F42199 conversion process from Xe to 9.0...

swhitmire

Reputable Poster
We're working on an upgrade from Xe to 9.0, and in our table conversion tests, we've found that the conversions on F42199 take an extremely long time -- almost 64 hours all together, which is longer than all the others together take. We've purged some more data out of the live table since our initial tests, but only about a third, so these processes are still going to take a lot longer than we'd like. To speed this up, we're trying to figure out exactly what these UBEs (R8942199D, R8942199A, R8942199B, and R8942199F) do and see if we can't do part of it faster directly in the database. The Programmer's Guide isn't completely clear about what all happens, but from looking at it and the UBEs, it seems like R8942199D just copies all rows with a value in the CDCD field to F42199A, and then R8942199F just sets SHPN in F42199 to CDCD from F42199A and fills in XPTY with all 9's. These two processes took 32 hours and 24 hours respectively, so if this is true, I think we could speed it up considerably by just running a couple of SQL statements, one to convert CDCD to a number and assign it to SHPN wherever it's not blank, and one to update XPTY. Has anyone tried this?

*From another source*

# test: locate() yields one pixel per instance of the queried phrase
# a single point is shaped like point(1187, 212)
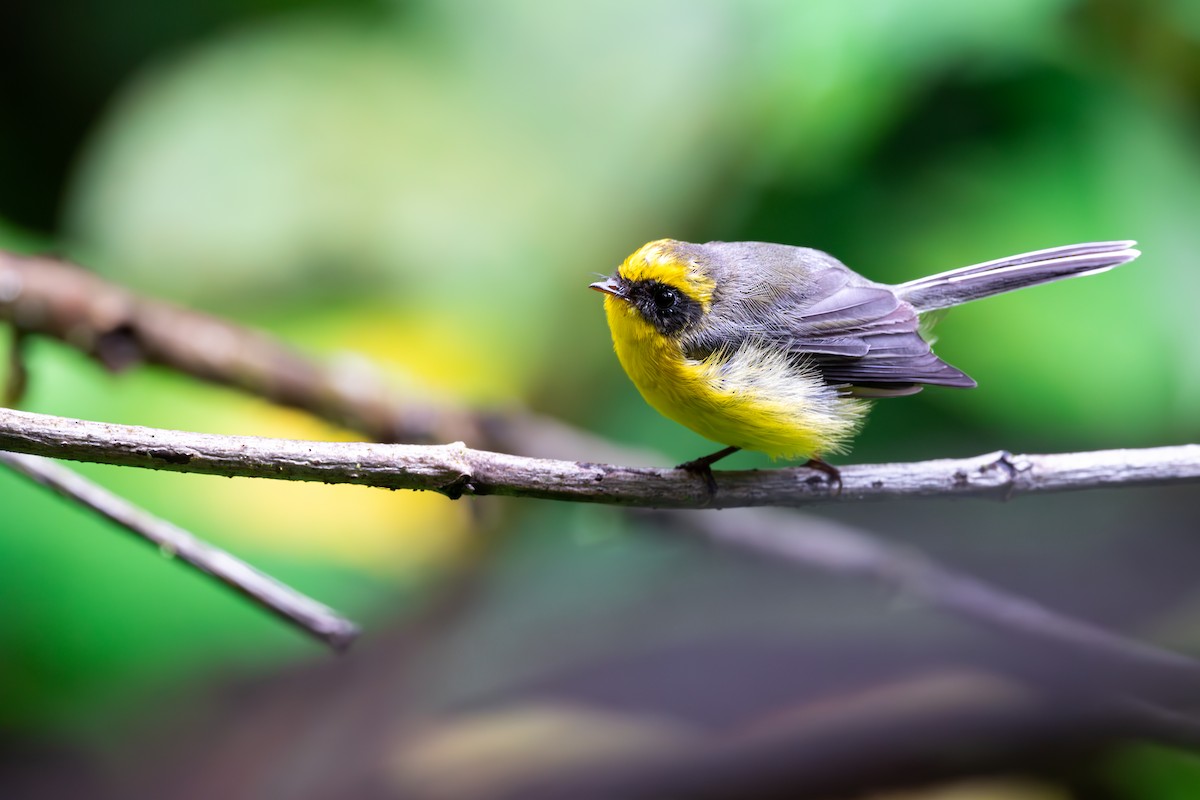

Or, if not, I'd like to hear about anything anyone's done to speed up these processes (adding indexes, etc)... thanks!
 
I recently completed an XE to 9.0 upgrade. Can you let us know how many records in your F42199? Maybe a few of us could check records in our F42199 and compare to see how long this TC took in our environment. Are you running the TC on the DS or the ES? Have you checked to make sure logging is off? Are you converting the table to unicode at the same time as executing the TC?

Michael
 
There were about 20M records in the F42199 when we ran the conversions (we've cut that down to 14.6M for the next try). They were running on the enterprise server, with logging off, and were were not doing a Unicode conversion. The other TC processes seemed to take a reasonable time, but these definitely didn't, especially the first (R8942199D) and fourth (R8942199F) of the four processes.